Das Erscheinungsbild variiert je nach Lokalisation und Schweregrad:
Merkmal | Typisches Aussehen |
|---|---|
Schuppen | Fettig, gelblich bis weißlich – haftet an der Haut oder den Haaren |
Rötung | Diffuse, fleckige Rötungen – nicht scharf begrenzt |
Hautoberfläche | Gleichzeitig fettig und empfindlich wirkend |
Juckreiz | Mild bis mäßig, in Schüben stärker |
Verlauf | Schubweise – gute Phasen wechseln sich mit Ausbrüchen ab |
Wer ist betroffen?
Seborrhoische Dermatitis ist eine der häufigsten Hauterkrankungen: Schätzungsweise 3–5 % der Bevölkerung sind betroffen. Männer erkranken etwas häufiger als Frauen. Zwei Altersgipfel sind bekannt:
Säuglinge (Milchschorf – verschwindet meist von selbst)
Erwachsene zwischen 30 und 60 Jahren (chronischer Verlauf)

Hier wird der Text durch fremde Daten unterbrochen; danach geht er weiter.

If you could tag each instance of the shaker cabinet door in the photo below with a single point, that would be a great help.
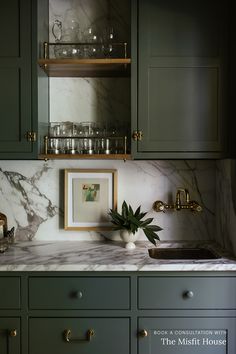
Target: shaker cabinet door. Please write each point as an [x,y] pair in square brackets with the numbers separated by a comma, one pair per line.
[10,335]
[15,79]
[181,78]
[79,335]
[187,335]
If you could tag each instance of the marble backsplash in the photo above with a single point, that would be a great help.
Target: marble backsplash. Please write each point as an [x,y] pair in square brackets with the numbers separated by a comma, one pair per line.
[31,195]
[226,204]
[105,101]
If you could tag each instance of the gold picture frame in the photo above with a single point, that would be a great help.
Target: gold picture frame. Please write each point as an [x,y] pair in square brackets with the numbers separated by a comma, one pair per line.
[89,194]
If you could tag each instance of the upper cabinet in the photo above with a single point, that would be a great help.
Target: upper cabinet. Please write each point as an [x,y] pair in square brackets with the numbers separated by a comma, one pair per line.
[19,81]
[87,60]
[180,78]
[15,78]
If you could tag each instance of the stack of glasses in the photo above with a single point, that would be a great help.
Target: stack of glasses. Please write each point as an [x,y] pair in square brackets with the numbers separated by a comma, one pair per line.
[83,138]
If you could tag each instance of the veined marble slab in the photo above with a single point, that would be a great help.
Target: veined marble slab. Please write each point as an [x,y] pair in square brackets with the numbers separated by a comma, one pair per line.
[103,256]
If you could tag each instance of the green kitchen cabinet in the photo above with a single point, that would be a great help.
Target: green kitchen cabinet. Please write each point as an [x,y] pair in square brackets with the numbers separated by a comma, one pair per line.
[181,335]
[10,335]
[79,335]
[180,78]
[20,113]
[117,312]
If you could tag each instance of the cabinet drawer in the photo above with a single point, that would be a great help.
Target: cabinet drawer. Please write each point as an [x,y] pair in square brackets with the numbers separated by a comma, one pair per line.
[10,335]
[9,293]
[79,293]
[187,293]
[110,335]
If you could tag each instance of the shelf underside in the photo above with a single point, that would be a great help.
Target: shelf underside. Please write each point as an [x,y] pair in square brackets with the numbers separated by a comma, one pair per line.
[85,156]
[86,67]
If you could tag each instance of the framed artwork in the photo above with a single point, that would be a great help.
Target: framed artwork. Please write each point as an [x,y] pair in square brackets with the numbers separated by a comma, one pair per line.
[89,195]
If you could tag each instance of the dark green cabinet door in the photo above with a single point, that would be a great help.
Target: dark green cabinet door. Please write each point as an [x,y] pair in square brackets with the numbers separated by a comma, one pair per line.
[16,115]
[181,78]
[70,335]
[10,335]
[187,335]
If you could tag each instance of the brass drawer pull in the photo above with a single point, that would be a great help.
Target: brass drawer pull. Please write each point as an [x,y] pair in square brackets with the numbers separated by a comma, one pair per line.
[143,333]
[67,336]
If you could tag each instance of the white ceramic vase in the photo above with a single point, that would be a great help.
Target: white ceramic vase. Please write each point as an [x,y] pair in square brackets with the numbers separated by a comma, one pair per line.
[129,238]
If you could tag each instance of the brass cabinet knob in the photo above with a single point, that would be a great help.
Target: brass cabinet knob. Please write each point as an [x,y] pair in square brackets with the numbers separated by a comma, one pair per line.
[79,294]
[189,294]
[143,333]
[13,333]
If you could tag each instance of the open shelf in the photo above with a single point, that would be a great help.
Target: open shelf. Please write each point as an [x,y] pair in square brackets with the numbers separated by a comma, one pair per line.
[119,67]
[85,156]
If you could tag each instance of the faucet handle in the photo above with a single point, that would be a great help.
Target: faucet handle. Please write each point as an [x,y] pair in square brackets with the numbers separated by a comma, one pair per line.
[158,205]
[194,206]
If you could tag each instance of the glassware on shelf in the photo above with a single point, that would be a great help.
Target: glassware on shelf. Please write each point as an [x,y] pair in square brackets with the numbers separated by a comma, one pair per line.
[83,138]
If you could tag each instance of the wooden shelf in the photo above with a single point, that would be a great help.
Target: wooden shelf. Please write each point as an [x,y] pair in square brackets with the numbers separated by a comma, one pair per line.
[85,156]
[86,67]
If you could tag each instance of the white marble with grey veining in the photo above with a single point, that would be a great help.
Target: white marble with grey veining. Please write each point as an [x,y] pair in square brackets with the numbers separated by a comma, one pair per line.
[226,204]
[103,256]
[31,195]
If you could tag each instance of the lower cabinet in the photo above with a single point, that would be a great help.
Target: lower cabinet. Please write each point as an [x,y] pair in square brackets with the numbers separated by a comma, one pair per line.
[181,335]
[10,335]
[118,313]
[79,335]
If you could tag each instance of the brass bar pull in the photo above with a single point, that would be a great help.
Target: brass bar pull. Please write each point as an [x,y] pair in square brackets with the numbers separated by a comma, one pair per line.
[67,336]
[143,333]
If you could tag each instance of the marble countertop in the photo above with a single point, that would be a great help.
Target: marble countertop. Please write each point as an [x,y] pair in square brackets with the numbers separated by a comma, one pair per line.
[103,256]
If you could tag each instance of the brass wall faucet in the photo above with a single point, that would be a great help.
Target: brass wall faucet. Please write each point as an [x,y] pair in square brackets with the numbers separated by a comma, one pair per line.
[179,203]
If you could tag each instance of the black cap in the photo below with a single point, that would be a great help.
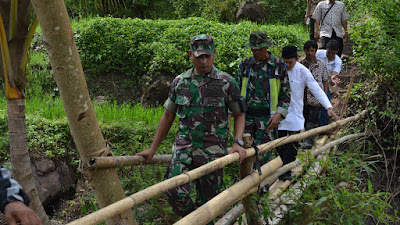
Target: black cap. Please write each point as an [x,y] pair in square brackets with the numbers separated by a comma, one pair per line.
[289,52]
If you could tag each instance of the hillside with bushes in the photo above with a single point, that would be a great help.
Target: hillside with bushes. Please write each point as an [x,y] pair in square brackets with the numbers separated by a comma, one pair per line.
[124,49]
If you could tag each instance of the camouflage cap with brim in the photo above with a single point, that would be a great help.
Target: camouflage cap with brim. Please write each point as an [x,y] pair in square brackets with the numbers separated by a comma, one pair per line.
[202,44]
[258,39]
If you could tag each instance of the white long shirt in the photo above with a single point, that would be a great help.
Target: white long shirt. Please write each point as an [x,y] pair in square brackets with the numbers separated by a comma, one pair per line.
[335,65]
[299,78]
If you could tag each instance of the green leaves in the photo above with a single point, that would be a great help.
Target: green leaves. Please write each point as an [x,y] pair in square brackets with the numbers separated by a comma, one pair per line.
[137,47]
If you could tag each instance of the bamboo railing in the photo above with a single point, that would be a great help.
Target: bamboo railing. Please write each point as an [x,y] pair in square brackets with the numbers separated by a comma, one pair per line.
[210,209]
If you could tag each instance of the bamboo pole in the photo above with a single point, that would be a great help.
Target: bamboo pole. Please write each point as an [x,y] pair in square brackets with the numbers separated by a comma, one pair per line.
[219,203]
[165,185]
[230,217]
[121,161]
[246,168]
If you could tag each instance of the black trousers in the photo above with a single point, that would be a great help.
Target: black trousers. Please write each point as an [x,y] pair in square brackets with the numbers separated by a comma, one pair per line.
[287,152]
[325,40]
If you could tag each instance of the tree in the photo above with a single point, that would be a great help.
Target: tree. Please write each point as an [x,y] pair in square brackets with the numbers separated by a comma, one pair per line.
[16,31]
[59,40]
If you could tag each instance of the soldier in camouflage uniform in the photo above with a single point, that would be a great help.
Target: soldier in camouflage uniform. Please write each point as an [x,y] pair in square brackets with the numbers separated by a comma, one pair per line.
[200,97]
[264,85]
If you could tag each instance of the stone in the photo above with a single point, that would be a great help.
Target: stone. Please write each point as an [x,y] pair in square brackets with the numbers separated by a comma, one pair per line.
[44,166]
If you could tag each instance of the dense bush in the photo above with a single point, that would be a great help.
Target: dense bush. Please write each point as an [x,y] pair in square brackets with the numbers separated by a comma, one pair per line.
[137,47]
[287,12]
[376,36]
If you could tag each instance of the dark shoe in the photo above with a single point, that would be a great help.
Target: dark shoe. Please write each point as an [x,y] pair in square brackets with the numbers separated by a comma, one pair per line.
[286,176]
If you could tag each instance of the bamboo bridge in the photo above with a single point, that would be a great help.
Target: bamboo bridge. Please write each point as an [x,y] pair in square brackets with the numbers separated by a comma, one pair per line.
[238,193]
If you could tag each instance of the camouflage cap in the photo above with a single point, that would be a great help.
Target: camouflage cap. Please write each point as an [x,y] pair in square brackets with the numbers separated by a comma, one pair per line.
[202,44]
[258,39]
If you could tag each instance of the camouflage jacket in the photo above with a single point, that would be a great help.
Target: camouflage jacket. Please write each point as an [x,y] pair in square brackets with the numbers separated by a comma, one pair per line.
[201,103]
[264,76]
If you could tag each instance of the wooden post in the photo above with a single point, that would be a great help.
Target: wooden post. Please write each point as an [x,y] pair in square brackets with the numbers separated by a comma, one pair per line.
[246,168]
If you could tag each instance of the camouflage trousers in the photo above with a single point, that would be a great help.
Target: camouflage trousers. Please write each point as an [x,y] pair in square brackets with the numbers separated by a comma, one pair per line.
[257,127]
[207,186]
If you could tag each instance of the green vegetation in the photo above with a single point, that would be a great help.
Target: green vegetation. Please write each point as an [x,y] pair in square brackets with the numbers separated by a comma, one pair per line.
[136,47]
[341,196]
[160,46]
[286,12]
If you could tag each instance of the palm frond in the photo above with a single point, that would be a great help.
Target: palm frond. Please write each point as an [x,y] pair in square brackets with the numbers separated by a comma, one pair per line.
[11,91]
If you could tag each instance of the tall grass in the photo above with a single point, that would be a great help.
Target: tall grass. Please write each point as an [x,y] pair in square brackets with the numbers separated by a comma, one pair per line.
[124,115]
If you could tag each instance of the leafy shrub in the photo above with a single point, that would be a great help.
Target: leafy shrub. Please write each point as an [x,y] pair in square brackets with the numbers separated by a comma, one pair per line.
[285,12]
[137,47]
[376,36]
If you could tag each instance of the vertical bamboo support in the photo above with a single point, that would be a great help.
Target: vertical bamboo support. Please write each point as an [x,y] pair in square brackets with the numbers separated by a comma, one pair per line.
[246,168]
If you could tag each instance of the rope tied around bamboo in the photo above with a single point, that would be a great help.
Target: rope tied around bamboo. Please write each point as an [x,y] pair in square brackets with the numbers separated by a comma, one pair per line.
[154,190]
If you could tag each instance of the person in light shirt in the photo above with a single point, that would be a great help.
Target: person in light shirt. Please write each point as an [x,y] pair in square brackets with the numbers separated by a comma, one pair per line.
[334,65]
[299,78]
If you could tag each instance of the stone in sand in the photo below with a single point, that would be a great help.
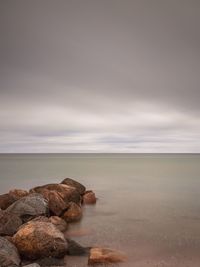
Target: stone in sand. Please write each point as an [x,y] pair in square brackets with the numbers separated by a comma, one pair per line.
[79,187]
[68,193]
[89,197]
[59,223]
[74,213]
[9,255]
[9,223]
[37,239]
[31,205]
[105,255]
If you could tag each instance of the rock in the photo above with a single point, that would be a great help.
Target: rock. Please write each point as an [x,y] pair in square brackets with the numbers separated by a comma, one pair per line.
[6,200]
[18,193]
[79,187]
[9,255]
[32,265]
[55,201]
[74,213]
[59,223]
[89,197]
[68,193]
[105,256]
[74,249]
[31,205]
[9,223]
[38,239]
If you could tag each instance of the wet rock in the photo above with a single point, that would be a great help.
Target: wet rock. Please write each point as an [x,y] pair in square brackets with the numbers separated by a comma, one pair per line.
[68,193]
[18,193]
[8,254]
[89,197]
[31,205]
[6,200]
[105,255]
[55,201]
[59,223]
[75,249]
[74,213]
[9,223]
[38,239]
[79,187]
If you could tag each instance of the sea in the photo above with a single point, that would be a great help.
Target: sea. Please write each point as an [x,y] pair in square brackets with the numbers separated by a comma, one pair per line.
[148,204]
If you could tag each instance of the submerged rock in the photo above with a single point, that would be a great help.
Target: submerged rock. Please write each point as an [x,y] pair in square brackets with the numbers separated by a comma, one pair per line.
[79,187]
[74,213]
[75,249]
[31,205]
[55,201]
[105,255]
[9,223]
[38,239]
[89,197]
[9,255]
[68,193]
[59,223]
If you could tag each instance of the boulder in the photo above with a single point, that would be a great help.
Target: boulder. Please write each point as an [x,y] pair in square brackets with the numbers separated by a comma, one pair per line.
[105,256]
[68,193]
[79,187]
[59,223]
[31,205]
[55,201]
[6,200]
[89,197]
[74,213]
[9,255]
[75,249]
[18,193]
[37,239]
[9,223]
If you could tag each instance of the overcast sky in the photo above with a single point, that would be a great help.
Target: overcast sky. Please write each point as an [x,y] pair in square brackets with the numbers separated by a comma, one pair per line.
[100,76]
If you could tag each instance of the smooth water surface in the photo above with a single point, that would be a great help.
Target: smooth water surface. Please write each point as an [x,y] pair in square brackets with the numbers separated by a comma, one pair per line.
[148,204]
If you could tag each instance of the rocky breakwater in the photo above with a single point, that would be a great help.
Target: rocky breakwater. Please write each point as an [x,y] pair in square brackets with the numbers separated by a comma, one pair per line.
[33,225]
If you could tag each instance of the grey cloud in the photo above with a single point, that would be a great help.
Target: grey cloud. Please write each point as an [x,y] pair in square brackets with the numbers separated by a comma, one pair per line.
[103,76]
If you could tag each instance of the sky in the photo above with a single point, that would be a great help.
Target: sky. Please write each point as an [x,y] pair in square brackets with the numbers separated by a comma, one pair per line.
[100,76]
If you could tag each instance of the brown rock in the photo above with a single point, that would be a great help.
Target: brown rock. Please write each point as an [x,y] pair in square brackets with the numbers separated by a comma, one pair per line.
[79,187]
[9,223]
[6,200]
[89,197]
[55,201]
[18,193]
[9,255]
[31,205]
[105,255]
[38,239]
[68,193]
[74,213]
[59,223]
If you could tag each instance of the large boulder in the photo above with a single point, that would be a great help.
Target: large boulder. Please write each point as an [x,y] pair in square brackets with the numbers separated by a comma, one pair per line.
[9,223]
[37,239]
[74,213]
[68,193]
[55,201]
[6,200]
[9,255]
[59,223]
[79,187]
[31,205]
[105,256]
[89,197]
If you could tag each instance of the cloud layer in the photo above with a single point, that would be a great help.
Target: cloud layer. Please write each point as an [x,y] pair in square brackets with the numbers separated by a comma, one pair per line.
[99,76]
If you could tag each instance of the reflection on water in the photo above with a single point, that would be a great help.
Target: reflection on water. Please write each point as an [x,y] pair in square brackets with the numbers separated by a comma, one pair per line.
[148,206]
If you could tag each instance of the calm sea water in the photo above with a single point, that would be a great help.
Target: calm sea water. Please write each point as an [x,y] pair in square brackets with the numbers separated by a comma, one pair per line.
[148,204]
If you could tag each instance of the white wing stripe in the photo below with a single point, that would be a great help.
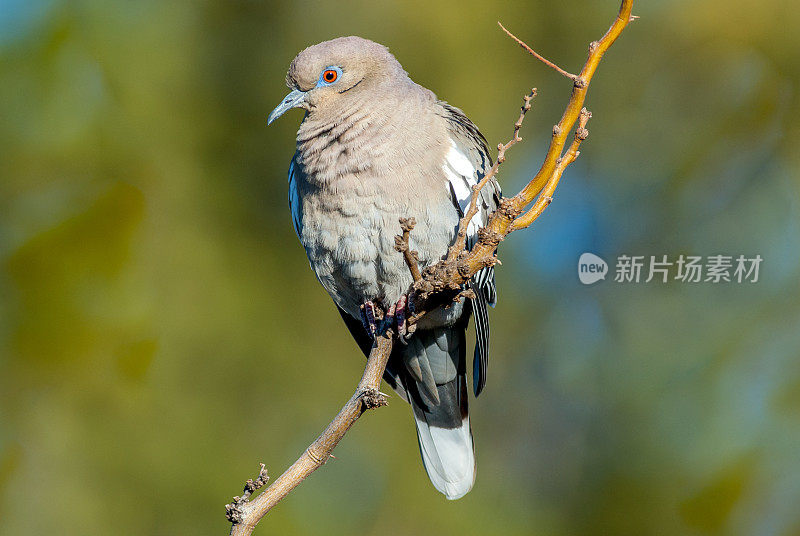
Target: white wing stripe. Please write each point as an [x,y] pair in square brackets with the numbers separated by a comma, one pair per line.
[462,176]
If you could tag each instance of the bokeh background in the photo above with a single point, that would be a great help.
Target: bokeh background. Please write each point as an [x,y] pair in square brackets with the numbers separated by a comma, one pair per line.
[161,333]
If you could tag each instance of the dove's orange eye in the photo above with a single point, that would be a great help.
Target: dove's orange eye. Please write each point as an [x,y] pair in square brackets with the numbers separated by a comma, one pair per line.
[330,76]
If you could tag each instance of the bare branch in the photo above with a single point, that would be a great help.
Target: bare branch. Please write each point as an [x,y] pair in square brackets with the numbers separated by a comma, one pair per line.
[248,513]
[461,237]
[401,244]
[546,196]
[537,55]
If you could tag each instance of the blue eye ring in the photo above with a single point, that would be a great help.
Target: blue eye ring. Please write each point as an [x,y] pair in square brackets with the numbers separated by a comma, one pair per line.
[330,75]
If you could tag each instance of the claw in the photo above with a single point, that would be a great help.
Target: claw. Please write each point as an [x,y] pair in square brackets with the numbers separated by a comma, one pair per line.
[368,318]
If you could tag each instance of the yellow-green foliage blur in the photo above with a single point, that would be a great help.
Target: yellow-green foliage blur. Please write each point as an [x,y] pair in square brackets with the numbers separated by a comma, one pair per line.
[161,332]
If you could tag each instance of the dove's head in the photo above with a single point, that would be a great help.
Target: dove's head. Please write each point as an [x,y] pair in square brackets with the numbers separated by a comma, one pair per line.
[326,76]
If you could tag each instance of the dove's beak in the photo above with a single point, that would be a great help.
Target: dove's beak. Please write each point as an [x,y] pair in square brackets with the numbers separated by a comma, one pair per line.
[295,99]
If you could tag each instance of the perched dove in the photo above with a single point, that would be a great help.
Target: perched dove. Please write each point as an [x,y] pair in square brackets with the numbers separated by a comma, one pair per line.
[375,147]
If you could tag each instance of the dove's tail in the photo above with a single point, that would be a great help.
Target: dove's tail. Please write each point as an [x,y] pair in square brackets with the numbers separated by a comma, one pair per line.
[436,379]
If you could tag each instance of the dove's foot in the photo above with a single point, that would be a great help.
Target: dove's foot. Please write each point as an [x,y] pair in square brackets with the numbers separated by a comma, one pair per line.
[396,319]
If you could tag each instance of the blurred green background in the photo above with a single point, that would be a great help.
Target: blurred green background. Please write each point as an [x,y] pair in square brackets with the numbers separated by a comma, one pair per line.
[161,333]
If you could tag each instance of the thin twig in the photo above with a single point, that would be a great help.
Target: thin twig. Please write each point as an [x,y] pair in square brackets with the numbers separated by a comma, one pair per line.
[401,244]
[546,196]
[537,55]
[366,397]
[461,237]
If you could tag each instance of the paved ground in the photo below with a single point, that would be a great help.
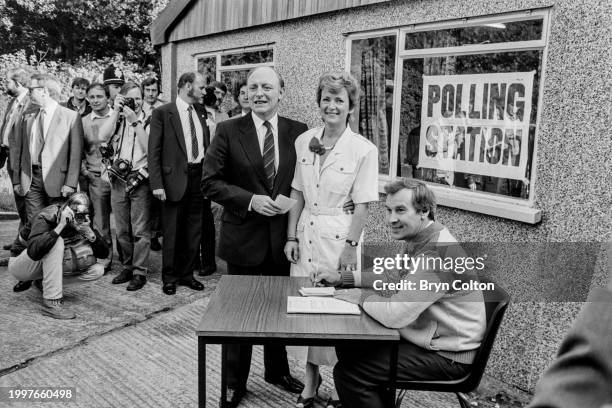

Abgrenzung zu ähnlichen Erkrankungen
Erkrankung | Schuppen | Lokalisation | Besonderheit |
|---|---|---|---|
Seborrhoische Dermatitis | Fettig, gelblich | Kopfhaut, Gesicht, Brust | Schubweise, talgdrüsenreich |
Schuppenflechte (Psoriasis) | Trocken, silbrig | Ellenbogen, Knie, Kopfhaut | Erhabene Plaques, oft genetisch |
Rosacea | Keine | Wangen, Nase | Rötung + Pusteln, Hitzetrigger |
Kontaktekzem | Möglich | Nur Kontaktstelle | Auslöser identifizierbar |
Ursachen kurz erklärt
Die seborrhoische Dermatitis entsteht durch das Zusammenspiel dreier Faktoren:
Übermäßige Talgproduktion in seborrhoischen Zonen
Der Hefepilz Malassezia, der den Talg verstoffwechselt und dabei reizende Substanzen produziert
Eine überaktive Immunantwort auf diese Substanzen, die zur Entzündung führt
Mehr dazu im Artikel Seborrhoisches Ekzem im Gesicht: Ursachen, Symptome und die richtige Pflege.
Was tun?
Das Ziel bei seborrhoischer Dermatitis ist nicht Heilung, sondern Kontrolle. Die wichtigsten Stellschrauben:
Antifungale Wirkstoffe (Ketoconazol, Pyrithionzink, Ciclopirox) regulieren die Malassezia-Aktivität
Trigger kennen und meiden – hier erklären wir, wie das geht
Eine reizarme, konsequente Pflegeroutine aufbauen
Bei schweren Schüben einen Dermatologen aufsuchen
Hinweis: Dieser Artikel dient ausschließlich informativen Zwecken und ersetzt keine ärztliche Beratung. Bei anhaltenden oder starken Beschwerden wende dich an einen Dermatologen.